The town is “temporarily enjoined and restrained from … closing the airport, implementing any of the new use restrictions [East Hampton Town officials] have announced they intend to implement at the airport, or otherwise restricting public access to the airport,” Baisley wrote in his order.
The order came as the town was planning to deactivate the airport at 11:59 p.m. on May 17 and activate the new airport in Wainscott at 9 a.m. May 19. Should it be allowed to proceed, it won’t be until after arguments are heard in the case later this month, which is the second delay in the plan. The town board originally planned to deactivate the airport on February 28 and then reopen it on March 4 before it adjusted its timeline following Federal Aviation Administration objections.
Philip M. Bowman, an attorney with the law firm of Cooley LLP that the town hired to handle the airport transition, argued that the plaintiffs were seeking to re-litigate motions that were previously denied in court.
“Even if TROs had not already been denied (which they were) and even if renewal was appropriate (which it is not), New York law provides that ‘[n]o temporary restraining order may be granted … against a public officer, board or municipal corporation of the state to restrain the performance of statutory duties,’” Bowman wrote to Baisley. “The town’s operation of the town-owned airport falls squarely within the town’s statutory duties.”
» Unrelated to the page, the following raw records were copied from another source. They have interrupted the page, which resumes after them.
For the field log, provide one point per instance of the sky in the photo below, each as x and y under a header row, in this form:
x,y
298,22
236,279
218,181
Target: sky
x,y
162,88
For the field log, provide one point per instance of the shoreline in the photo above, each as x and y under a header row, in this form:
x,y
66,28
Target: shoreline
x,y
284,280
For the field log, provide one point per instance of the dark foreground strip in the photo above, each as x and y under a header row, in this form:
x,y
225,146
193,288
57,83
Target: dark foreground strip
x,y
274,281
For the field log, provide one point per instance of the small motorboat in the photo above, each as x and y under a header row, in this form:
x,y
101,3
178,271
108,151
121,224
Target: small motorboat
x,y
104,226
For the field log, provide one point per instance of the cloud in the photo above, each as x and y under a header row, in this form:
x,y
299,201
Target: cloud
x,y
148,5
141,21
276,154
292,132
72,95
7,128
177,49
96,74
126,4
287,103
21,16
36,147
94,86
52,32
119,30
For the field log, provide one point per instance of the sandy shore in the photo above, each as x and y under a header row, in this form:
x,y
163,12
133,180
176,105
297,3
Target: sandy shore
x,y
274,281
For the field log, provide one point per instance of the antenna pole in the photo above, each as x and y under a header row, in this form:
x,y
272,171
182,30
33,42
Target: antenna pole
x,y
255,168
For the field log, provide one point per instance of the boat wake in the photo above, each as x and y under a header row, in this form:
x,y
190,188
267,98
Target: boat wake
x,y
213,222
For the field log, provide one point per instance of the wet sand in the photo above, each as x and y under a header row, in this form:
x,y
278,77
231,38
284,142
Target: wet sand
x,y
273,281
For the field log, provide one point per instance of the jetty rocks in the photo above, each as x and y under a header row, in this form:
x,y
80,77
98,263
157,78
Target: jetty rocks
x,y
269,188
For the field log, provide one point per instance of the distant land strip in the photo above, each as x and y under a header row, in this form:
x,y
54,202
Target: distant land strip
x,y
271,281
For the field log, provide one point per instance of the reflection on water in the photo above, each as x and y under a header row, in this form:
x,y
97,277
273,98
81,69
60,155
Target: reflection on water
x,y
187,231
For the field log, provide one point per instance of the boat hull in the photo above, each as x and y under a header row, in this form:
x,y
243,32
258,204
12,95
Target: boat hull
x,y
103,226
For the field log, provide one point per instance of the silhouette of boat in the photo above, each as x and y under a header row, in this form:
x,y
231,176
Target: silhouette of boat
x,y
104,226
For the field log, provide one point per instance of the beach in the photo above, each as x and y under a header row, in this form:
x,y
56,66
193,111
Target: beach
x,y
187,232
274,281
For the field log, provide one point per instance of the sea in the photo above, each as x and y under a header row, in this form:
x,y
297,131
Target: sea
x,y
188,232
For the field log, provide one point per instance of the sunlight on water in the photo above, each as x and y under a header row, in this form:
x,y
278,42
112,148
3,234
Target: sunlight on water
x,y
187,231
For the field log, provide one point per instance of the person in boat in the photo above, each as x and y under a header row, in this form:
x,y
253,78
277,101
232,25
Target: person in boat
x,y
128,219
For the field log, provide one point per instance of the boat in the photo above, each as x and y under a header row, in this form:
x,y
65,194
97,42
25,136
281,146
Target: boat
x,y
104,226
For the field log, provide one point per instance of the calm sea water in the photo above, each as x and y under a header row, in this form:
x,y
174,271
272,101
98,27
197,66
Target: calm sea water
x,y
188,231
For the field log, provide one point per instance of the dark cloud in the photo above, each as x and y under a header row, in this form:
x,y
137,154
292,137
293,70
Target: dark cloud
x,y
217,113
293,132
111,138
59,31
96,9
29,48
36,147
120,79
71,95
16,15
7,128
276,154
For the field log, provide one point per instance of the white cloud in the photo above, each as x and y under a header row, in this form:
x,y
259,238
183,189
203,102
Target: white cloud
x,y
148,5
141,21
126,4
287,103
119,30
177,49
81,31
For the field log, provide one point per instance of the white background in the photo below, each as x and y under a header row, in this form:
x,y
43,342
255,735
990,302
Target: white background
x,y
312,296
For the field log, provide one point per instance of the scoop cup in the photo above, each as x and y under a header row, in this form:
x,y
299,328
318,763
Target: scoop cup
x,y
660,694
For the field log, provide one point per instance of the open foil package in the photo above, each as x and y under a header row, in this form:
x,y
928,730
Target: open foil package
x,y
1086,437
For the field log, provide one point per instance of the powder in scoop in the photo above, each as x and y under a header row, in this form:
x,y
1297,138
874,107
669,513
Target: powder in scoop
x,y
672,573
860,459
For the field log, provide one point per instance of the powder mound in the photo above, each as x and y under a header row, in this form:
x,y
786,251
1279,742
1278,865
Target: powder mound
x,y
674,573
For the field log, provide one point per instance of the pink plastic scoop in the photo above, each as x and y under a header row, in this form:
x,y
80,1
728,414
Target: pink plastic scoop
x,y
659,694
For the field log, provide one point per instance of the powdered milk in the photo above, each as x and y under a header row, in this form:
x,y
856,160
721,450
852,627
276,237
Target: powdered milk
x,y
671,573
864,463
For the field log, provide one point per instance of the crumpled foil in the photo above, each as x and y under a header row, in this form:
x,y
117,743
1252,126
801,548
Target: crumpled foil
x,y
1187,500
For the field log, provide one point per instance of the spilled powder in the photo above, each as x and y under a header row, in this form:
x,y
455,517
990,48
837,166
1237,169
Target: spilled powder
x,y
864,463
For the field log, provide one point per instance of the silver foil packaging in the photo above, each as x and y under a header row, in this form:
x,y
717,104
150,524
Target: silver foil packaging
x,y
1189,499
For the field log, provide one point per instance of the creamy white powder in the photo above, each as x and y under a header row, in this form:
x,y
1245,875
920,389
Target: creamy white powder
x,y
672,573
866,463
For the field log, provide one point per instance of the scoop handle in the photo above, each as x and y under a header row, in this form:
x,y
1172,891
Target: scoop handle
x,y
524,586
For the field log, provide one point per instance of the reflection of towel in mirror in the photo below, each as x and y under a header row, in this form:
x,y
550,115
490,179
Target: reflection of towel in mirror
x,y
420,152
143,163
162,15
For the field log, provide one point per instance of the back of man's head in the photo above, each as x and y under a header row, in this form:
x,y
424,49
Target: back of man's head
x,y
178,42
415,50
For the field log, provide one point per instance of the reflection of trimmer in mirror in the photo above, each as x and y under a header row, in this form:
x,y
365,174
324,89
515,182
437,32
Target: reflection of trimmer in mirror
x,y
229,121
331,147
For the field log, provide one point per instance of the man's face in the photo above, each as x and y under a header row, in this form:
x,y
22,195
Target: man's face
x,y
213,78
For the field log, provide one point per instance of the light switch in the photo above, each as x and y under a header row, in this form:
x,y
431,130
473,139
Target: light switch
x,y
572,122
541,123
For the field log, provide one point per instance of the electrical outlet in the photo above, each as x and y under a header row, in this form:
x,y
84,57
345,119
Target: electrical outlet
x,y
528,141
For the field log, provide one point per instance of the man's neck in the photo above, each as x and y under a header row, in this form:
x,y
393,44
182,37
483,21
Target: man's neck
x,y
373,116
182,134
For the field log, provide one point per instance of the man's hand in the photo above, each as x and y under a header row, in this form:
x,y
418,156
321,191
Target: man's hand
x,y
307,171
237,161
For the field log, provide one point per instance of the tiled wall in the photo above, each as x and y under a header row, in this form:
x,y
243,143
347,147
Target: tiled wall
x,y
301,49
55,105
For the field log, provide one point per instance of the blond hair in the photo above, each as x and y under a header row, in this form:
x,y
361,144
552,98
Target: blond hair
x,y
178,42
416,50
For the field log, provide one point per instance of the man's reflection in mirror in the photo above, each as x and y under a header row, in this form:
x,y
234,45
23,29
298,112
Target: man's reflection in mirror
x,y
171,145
Randy Mastro of the Manhattan-based law firm of Gibson, Dunn & Crutcher LLP, who represents charter flight booking app operator Blade Air Mobility in one of the suits, questioned the legality of the move under environmental law.
“Town officials have no ‘duty’ to close this airport,” he wrote to Baisley, adding that the proceeding challenges “the town’s abuse of discretion — in making a decision it wasn’t required to make — to shutter this public resource without first performing the environmental review required under New York law.”
The town was previously prohibited by a federal court ruling from enacting limits on aircraft at the airport in a bid to address neighbors’ noise complaints.
Days before the order, the National Business Aviation Association (NBAA) and others filed a pair of motions in federal court that challenged the transition’s compliance with a previous federal appeals court ruling on the issue and alleged that the move violates the Airport Noise and Capacity Act of 1990 (ANCA).
The NBAA motion claimed the town’s scheme to impose restrictions “has no basis in law and is contemptuous of this court’s prior ruling.” It added: “The town’s actions – yet again – are an impermissible attempt to circumvent ANCA.”
Restrictions the town aims to implement include flight curfews, phasing out of allowing aircraft that use lead-based fuel, not permitting aircraft that exceed a 50,000-pound maximum takeoff weight that are generally designed to carry 12 or more passengers, and limiting commercial operators to one daily roundtrip per aircraft per day.